6.1. Neural network: Back propagation#

\[\newcommand\diffp[2]{\dfrac{\partial #1}{\partial #2}}\]

To train a MLP model, we still use gradient descent. Therefore it is very important to know how to compute the gradient. Actually the idea is the same as logistic regreesion. The only issue is that now the model is more complicated. The gradient computation is summrized as an algorithm called back propagation. It is described as follows.

Here is an example of a Neural network with one hidden layer.

\(\Theta\) is the coefficients of the whole Neural network.

  • \(a^{(1)}=\hat{\textbf{x}}\) is the input. \(a_0^{(1)}\) is added. This is an \((n+1)\)-dimension column vector.

  • \(\Theta^{(1)}\) is the coefficient matrix from the input layer to the hidden layer, of size \(k\times(n+1)\).

  • \(z^{(2)}=\Theta^{(1)}a^{(1)}\).

  • \(a^{(2)}=\sigma(z^{(2)})\), and then add \(a^{(2)}_0\). This is an \((k+1)\)-dimension column vector.

  • \(\Theta^{(2)}\) is the coefficient matrix from the hidden layer to the output layer, of size \(r\times(k+1)\).

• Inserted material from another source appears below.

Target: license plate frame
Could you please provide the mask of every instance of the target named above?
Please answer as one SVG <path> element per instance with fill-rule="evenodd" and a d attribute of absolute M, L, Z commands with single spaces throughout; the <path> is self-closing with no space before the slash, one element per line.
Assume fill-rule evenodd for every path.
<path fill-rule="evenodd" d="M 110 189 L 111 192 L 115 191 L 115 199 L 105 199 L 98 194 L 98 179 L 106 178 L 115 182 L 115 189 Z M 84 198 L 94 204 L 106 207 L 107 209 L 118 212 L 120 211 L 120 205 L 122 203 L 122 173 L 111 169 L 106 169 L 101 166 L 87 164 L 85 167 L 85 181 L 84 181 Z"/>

  • \(z^{(3)}=\Theta^{(2)}a^{(2)}\).

  • \(a^{(3)}=\sigma(z^{(3)})\). Since this is the output layer, \(a^{(3)}_0\) won’t be added.

The dependency is as follows:

  • \(J\) depends on \(z^{(3)}\) and \(a^{(3)}\).

  • \(z^{(3)}\) and \(a^{(3)}\) depends on \(\Theta^{(2)}\) and \(a^{(2)}\).

  • \(z^{(2)}\) and \(a^{(2)}\) depends on \(\Theta^{(1)}\) and \(a^{(1)}\).

  • \(J\) depends on \(\Theta^{(1)}\), \(\Theta^{(2)}\) and \(a^{(1)}\).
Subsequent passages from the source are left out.